ギルティブラック&レッド VAMPIRE the 1,000,000 kills (富士見ファンタジア文庫) 小林 がる 有坂 あこ 富士見書房 2013-05-18 by G-Tools |
かつて“万人殺し”と呼ばれる最強最悪の吸血鬼だった罪を背負い、死んだように生きる少年・辰巳。彼の住む超深度地下都心・黄泉津は、人間と吸血鬼が血液銀行というシステムで、表向きは平和裏に共存する街。しかし…。
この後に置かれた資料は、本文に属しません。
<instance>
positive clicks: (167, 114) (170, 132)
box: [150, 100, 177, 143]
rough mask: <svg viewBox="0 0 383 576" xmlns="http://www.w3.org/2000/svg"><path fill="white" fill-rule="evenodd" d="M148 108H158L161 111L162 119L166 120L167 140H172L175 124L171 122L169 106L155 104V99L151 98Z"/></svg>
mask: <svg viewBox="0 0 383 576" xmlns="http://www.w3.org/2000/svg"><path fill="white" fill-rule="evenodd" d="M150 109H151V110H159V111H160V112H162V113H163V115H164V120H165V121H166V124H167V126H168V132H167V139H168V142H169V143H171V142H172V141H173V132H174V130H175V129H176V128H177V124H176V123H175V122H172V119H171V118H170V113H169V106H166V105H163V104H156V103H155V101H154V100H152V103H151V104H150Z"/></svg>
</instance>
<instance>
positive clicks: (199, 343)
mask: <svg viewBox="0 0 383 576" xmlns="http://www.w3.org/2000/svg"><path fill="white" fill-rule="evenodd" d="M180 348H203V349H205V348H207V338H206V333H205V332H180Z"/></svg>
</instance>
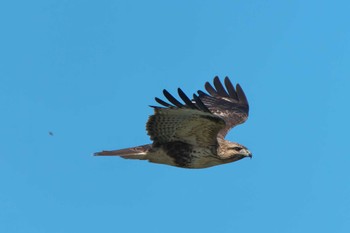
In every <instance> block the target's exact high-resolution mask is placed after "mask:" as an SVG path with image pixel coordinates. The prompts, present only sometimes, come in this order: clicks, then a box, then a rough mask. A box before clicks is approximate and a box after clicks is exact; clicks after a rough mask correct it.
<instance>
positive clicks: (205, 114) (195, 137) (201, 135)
mask: <svg viewBox="0 0 350 233" xmlns="http://www.w3.org/2000/svg"><path fill="white" fill-rule="evenodd" d="M163 94H164V96H165V97H166V98H167V99H168V101H169V102H170V103H171V104H169V103H167V102H165V101H163V100H161V99H159V98H156V101H157V102H158V103H159V104H161V105H163V106H164V107H155V106H152V107H153V108H154V115H152V116H150V118H149V120H148V122H147V127H146V128H147V132H148V135H149V136H150V137H151V140H153V141H154V143H155V144H158V143H160V144H162V143H168V142H176V141H179V142H185V143H188V144H191V145H197V146H204V147H208V146H217V134H218V133H219V131H220V130H222V129H224V127H225V121H224V120H223V119H222V118H220V117H218V116H216V115H214V114H212V113H211V112H210V111H209V109H208V108H207V107H206V106H205V105H204V104H203V102H202V101H201V100H200V99H199V97H198V96H196V95H194V99H193V100H190V99H189V98H188V97H187V96H186V95H185V94H184V92H183V91H182V90H181V89H180V88H179V89H178V94H179V96H180V98H181V99H182V100H183V102H184V103H185V104H182V103H181V102H179V101H178V100H176V98H174V97H173V96H172V95H171V94H170V93H169V92H167V91H166V90H164V91H163Z"/></svg>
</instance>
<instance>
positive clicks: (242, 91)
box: [236, 83, 248, 105]
mask: <svg viewBox="0 0 350 233" xmlns="http://www.w3.org/2000/svg"><path fill="white" fill-rule="evenodd" d="M236 90H237V96H238V99H239V101H240V102H242V104H246V105H248V100H247V97H246V96H245V94H244V91H243V89H242V87H241V85H239V84H238V83H237V85H236Z"/></svg>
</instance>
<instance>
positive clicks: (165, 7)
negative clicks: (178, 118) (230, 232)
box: [0, 0, 350, 233]
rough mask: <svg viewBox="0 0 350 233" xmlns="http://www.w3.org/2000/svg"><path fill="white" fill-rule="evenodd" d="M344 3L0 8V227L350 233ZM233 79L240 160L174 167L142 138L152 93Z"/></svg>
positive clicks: (143, 131) (157, 5) (12, 4)
mask: <svg viewBox="0 0 350 233" xmlns="http://www.w3.org/2000/svg"><path fill="white" fill-rule="evenodd" d="M349 11H350V5H349V3H348V1H171V2H170V1H152V0H150V1H111V0H110V1H68V0H66V1H64V0H61V1H52V0H51V1H50V0H49V1H48V0H45V1H2V2H1V3H0V28H1V37H0V51H1V52H0V80H1V85H0V106H1V121H0V127H1V132H0V141H1V143H0V149H1V150H0V184H1V191H0V221H1V224H0V232H9V233H12V232H14V233H20V232H23V233H31V232H35V233H36V232H43V233H44V232H45V233H46V232H52V233H56V232H64V233H69V232H86V233H88V232H184V233H186V232H279V233H281V232H283V233H284V232H344V233H345V232H349V230H350V182H349V178H350V172H349V165H350V155H349V149H348V146H349V133H348V132H349V119H350V110H349V103H348V101H349V99H350V93H349V86H350V78H349V77H350V69H349V64H350V30H349V21H350V16H349ZM215 75H219V76H220V77H221V78H223V77H224V76H229V77H230V78H231V80H232V81H233V82H234V83H240V84H241V86H242V87H243V88H244V90H245V92H246V94H247V97H248V100H249V102H250V109H251V110H250V117H249V119H248V121H247V122H246V123H245V124H244V125H241V126H239V127H237V128H235V129H234V130H233V131H231V132H230V134H229V135H228V136H227V139H229V140H231V141H237V142H240V143H242V144H244V145H246V146H247V147H248V148H249V149H250V151H252V152H253V154H254V158H253V159H252V160H249V159H244V160H241V161H238V162H236V163H232V164H228V165H224V166H217V167H213V168H210V169H203V170H186V169H179V168H175V167H170V166H164V165H156V164H151V163H147V162H144V161H130V160H123V159H121V158H118V157H93V156H92V154H93V152H96V151H100V150H102V149H119V148H124V147H130V146H136V145H141V144H145V143H148V142H149V138H148V136H147V135H146V132H145V122H146V121H147V118H148V116H149V115H150V114H152V109H151V108H149V107H148V105H152V104H155V101H154V99H153V98H154V97H155V96H159V97H161V95H162V89H163V88H166V89H167V90H169V91H170V92H175V91H176V88H177V87H181V88H182V89H183V90H184V91H185V92H186V93H188V94H191V93H193V92H195V91H196V90H198V89H203V86H204V83H205V82H206V81H212V79H213V77H214V76H215ZM50 131H51V132H53V136H50V135H49V132H50Z"/></svg>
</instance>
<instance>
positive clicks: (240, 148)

とある偶然から“聖女”とあだ名される血液銀行の取立人・アキラと出逢い
愚か者たちの必要悪
破産した吸血鬼を救い上げる借金取立人になった少年と少女が織り成すヴァンパイアアクション
これは一風変わった設定。金がなければ吸血鬼でも人間に狩られるという生々しさが溢れているのがいい。
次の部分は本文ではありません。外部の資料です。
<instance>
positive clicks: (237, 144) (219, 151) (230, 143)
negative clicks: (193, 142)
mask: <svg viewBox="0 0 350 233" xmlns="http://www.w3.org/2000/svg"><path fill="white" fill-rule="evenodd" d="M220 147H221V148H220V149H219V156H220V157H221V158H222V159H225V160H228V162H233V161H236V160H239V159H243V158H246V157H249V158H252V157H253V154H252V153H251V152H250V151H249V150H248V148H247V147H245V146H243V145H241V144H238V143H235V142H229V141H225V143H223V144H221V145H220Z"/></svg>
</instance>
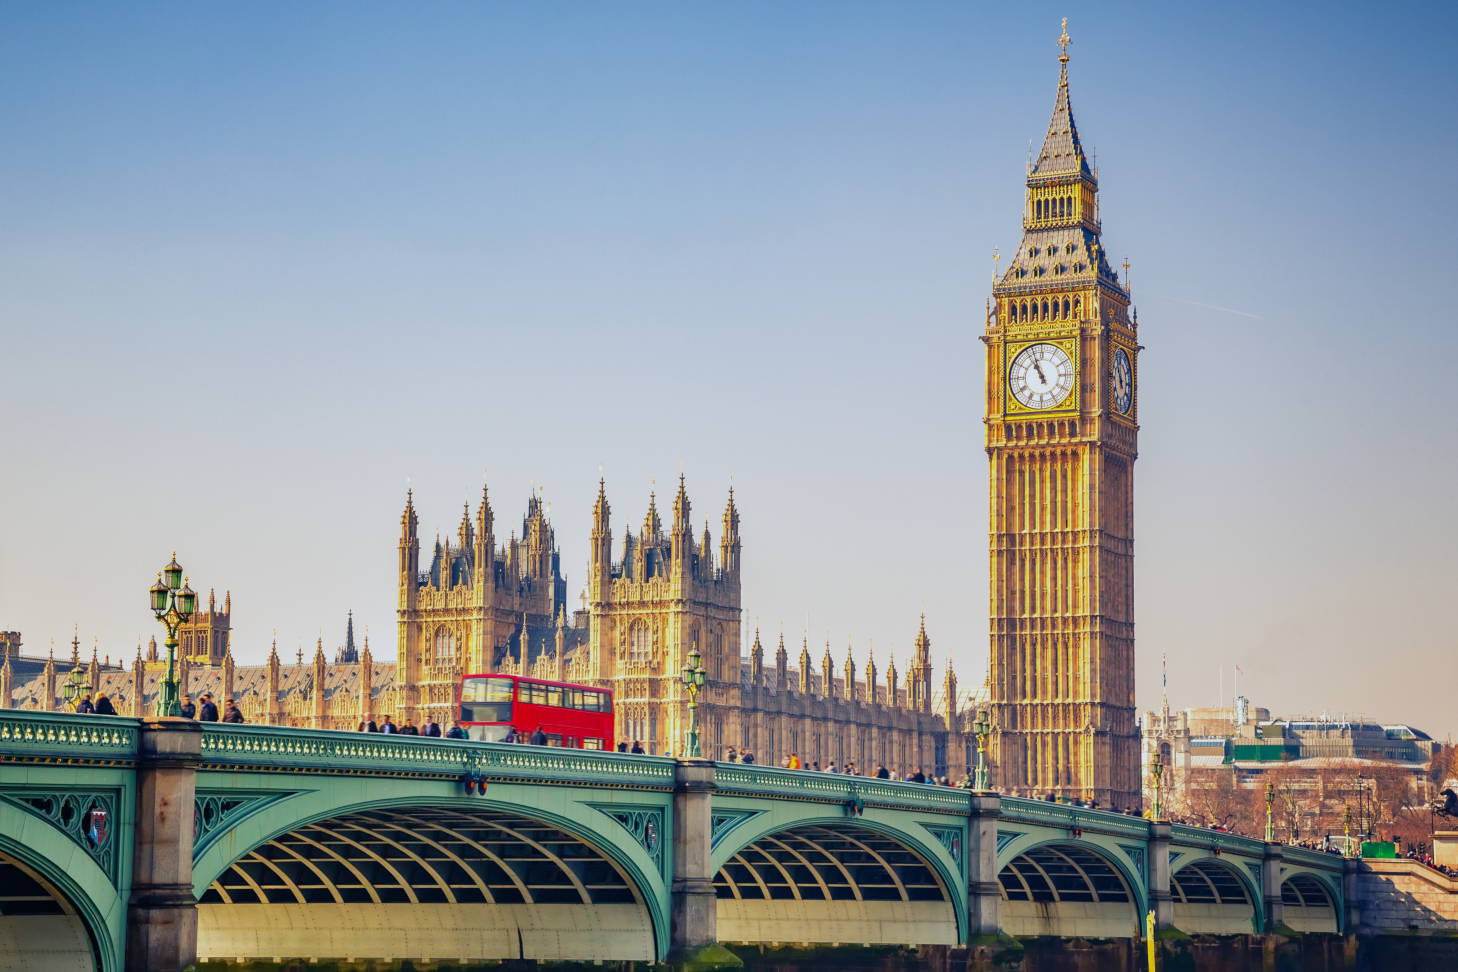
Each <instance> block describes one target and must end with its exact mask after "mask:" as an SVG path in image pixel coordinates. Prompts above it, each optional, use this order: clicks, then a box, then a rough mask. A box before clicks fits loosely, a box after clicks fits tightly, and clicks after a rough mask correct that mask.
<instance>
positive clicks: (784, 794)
mask: <svg viewBox="0 0 1458 972" xmlns="http://www.w3.org/2000/svg"><path fill="white" fill-rule="evenodd" d="M714 787H716V788H717V790H720V791H722V793H748V794H755V796H767V797H800V799H806V800H831V801H835V803H844V801H847V800H851V799H856V797H859V799H860V800H863V801H866V803H875V804H882V806H895V807H905V809H914V810H932V812H936V813H967V812H968V809H970V806H971V799H970V793H968V791H967V790H961V788H955V787H933V785H930V784H926V783H901V781H897V780H876V778H875V777H849V775H844V774H835V772H815V771H814V769H780V768H779V767H760V765H748V767H746V765H744V764H738V762H716V764H714Z"/></svg>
吸血鬼に血液を貸し出して取り立てる血液銀行の美少女取立人・アキラと、彼女のパートナーになった主人公・辰巳が、金と力と血液がすべての社会の中で、損得感情を越えて人助けに奔走する姿に魅せられました。
ときにあらすじや帯コメントがネタバレ以外の何物でもないのは、もっとなんとかならなかったのか……。
困っている人がいれば手を差し伸べて、貧しい人にはお金を差し出してしまう善人の見本のような主人公の辰巳ですが、ただのお人好しと呼ぶには行き過ぎた善意が狂気めいているキャラが非常に危なっかしいですね。
ヒロインのアキラも、血液銀行の取立人としては、相手の吸血鬼に肩入れしすぎていて同じくらい危ういところがあり、そんなアンバランスな二人が仕事の相棒となり、お互いの欠点を補い合う関係が微笑ましかった。
少しずつお互いを理解し始め、絆が芽生えかけようとしたところで、過去に犯した罪悪感で死にたがる辰巳と、人情と理想と正義感から万人を救おうとするアキラとで気持ちがすれ違ってしまうのは切なかったですね。
どんなことがあっても常に前を向いて理想を追いかけるアキラの強さが眩しくて、そんな彼女に惹かれて奮い立ち、自分の過去を乗り越えていく辰巳も格好良かった。ま、まさか辰巳が<万人殺し>だったなんてー(棒)
<黒髑髏>の正体は、読み込んでいくと、「ああ、あいつか!」と気づけば意外性はありましたけどね。
今回はスケールのちょいと大きい銀行強盗レベルの騒動だったものの、事件の首謀者をさらに率いる本当の黒幕の組織だとか、辰巳と姉妹たちの実家の機関の企みだとか、もっと壮大で深淵な政治と金と権力の気配がチラチラと出ているのが、期待感を煽りますね。それら相手に何処まで通じるのか二人の夢と理想を応援したい。